RBA è uno dei
tanti acronimi che girano dalle mie parti. Per molti indica le tre agenzie ONU
più importanti basate a Roma, FAO, PAM e IFAD, raggruppate nel Rome Based
Agencies, mentre per altri il RBA ricorda l’approccio basato sui diritti (Rights
Based Approach).
Nei miei primi anni
di lavoro su questo tema della cooperazione allo sviluppo, non se ne parlava proprio della questione dei
diritti come parte fondamentale del processo di sviluppo.
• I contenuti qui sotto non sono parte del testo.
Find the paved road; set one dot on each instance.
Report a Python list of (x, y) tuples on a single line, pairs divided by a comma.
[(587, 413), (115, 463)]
Nella migliore delle
ipotesi si faceva riferimento alla sfera della politica (politiche di riforma
agraria per esempio, per quanto riguardava l’eterna questione dell’accesso alla
terra da parte dei contadini), oppure proprio non ci si pensava (ricordo
ancora, e lo cito spesso ai miei giovani consulenti, quella volta in cui feci
un commento a un mio professore – rigorosamente di sinistra – che parlando dei
piccoli agricoltori africani non ricordava mai l’imprtanza dell’apporto
femminile, come se non esistessero –diritto al riconoscimento negato?- e la sua
risposta lo qualificò a vita per me: rivolgendosi al pubblico del seminario
disse: Paolo parla di donne perchè è italiano, e gli italiani sapete come sono...).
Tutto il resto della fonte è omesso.